À gauche, l’artiste Françoise Gilot posant dans son atelier au 43 rue de Chabrol, Paris en 1953. À droite, “Continuité” de Françoise Gilot accroché au musée Picasso, 1967
La réhabilitation des femmes artistes se poursuit ! Au sein du nouvel accrochage de ses collections dévoilé le 12 mars et déployé sur trois étages, le musée Picasso à Paris rend enfin hommage à Françoise Gilot (1921–2023), ancienne compagne du peintre espagnol, décédée le 6 juin dernier, en lui consacrant une salle entière. Cette dernière la met en valeur non pas en tant que muse du maître mais en tant que peintre accomplie, proche du groupe des réalités nouvelles et qui a laissé derrière elle de nombreuses œuvres géométriques aux coloris intenses.

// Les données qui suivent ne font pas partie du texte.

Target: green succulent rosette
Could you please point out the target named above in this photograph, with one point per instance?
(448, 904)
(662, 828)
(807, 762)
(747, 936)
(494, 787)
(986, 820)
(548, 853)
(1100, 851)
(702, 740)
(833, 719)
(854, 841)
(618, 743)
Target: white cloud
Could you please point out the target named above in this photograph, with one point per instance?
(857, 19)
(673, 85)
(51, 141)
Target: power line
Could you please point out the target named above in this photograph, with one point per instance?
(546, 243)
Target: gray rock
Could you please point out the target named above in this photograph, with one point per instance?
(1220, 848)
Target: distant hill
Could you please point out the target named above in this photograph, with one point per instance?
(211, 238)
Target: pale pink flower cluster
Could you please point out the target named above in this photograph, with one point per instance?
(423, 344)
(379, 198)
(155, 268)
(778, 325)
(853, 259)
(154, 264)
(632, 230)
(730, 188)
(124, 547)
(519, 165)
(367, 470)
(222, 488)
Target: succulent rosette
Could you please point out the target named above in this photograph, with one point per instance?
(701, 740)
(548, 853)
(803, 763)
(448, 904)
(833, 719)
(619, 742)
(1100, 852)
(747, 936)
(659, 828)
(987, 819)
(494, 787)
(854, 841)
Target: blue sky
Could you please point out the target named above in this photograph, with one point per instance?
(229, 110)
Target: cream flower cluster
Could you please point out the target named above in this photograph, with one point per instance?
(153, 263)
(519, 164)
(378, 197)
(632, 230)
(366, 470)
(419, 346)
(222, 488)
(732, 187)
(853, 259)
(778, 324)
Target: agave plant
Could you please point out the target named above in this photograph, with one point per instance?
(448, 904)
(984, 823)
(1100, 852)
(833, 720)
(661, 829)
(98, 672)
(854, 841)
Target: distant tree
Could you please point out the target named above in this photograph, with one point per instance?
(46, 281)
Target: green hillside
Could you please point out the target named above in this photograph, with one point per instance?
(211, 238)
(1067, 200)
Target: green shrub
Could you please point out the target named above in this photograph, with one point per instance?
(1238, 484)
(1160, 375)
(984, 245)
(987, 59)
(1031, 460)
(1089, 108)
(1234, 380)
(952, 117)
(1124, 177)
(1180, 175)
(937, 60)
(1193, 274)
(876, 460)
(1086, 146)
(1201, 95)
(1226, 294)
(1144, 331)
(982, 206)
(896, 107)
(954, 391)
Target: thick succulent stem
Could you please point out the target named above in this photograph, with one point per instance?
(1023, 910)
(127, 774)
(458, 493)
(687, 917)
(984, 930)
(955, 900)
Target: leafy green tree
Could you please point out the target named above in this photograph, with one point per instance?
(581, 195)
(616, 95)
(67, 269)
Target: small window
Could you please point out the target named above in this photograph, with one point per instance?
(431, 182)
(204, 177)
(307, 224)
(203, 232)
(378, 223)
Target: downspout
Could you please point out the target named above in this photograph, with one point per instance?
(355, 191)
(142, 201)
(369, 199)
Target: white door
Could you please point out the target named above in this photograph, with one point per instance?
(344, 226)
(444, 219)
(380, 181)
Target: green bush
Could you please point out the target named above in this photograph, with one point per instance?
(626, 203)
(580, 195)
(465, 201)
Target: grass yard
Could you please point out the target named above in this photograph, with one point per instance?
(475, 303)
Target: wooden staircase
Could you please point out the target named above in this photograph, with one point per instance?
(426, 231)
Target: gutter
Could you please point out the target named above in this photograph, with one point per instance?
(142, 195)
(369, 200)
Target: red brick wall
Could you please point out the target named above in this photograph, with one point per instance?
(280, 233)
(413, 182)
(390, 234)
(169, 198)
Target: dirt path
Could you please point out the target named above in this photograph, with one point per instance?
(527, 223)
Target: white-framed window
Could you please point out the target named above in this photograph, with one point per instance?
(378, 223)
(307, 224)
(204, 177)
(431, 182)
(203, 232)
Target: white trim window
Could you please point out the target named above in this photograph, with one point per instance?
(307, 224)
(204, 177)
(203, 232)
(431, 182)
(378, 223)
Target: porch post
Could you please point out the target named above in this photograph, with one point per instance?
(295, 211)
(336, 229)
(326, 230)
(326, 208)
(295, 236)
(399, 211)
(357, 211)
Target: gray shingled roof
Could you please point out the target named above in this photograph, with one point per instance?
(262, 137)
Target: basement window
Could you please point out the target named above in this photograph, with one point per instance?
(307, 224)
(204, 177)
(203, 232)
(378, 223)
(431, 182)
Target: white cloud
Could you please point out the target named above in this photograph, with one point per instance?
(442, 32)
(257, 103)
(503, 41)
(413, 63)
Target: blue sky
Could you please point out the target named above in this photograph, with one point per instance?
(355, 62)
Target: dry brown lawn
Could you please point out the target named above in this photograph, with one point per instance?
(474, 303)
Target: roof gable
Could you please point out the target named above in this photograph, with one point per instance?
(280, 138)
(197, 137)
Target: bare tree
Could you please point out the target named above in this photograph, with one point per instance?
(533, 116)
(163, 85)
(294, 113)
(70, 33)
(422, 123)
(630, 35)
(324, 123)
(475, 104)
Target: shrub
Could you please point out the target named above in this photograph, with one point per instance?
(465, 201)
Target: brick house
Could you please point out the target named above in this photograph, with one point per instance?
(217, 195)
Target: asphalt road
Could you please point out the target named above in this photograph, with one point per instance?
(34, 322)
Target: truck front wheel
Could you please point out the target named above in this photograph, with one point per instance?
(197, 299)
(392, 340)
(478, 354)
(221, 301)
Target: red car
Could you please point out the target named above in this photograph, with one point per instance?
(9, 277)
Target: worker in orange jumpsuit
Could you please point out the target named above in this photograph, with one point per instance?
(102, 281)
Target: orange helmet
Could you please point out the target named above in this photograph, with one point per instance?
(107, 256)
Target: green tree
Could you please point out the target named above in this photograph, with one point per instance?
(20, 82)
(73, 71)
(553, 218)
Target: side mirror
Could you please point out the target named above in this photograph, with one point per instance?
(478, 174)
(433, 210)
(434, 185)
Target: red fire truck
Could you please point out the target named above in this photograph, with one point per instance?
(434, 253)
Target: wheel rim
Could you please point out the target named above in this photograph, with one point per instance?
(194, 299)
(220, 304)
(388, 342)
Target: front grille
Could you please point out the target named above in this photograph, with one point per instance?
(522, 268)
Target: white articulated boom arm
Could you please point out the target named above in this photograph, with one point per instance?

Intitulé « Revoir Picasso », ce réaccrochage, qui restera en place jusqu’au 12 mars 2027 « au minimum », profite du retour des œuvres dans l’hôtel Salé suite à l’exposition de Sophie Calle (« À toi de faire, ma mignonne », du 3 octobre 2023 au 28 janvier 2024, qui avait envahi tout le musée en le vidant des œuvres de Picasso) pour repenser leur présentation, dans un monde qui voit désormais cet artiste star d’un œil plus critique. « Lieu ouvert sur le vivant, le musée se saisit des questions de société pour interroger celle de la réception du peintre le plus renommé, le plus regardé, mais également le plus discuté », peut-on lire sur la page du site du musée dédiée à l’événement.
Le nouvel accrochage de la collection permanente du musée Picasso Paris. Une salle est dédiée aux oeuvres de Françoise Gilot, 2024
Photo Vinciane Lebrun
Il y a quelques mois, la célébration par les institutions du cinquantenaire de la disparition de Pablo Picasso (1881–1973) s’était en effet accompagnée d’une vive polémique concernant les rapports que le célèbre artiste entretenait avec les femmes. Un débat qui avait mis au jour les maltraitances psychologiques et physiques (coups, brûlures de cigarette, viols…) dont l’ont accusé ses compagnes, qu’il aurait empêchées de créer, et dont deux se sont suicidées. En cette ère post-#MeToo, de nombreuses voix s’étaient élevées contre la minimisation ou la justification, au nom du génie, de ces agissements, qui poussent à regarder autrement l’homme et ses œuvres.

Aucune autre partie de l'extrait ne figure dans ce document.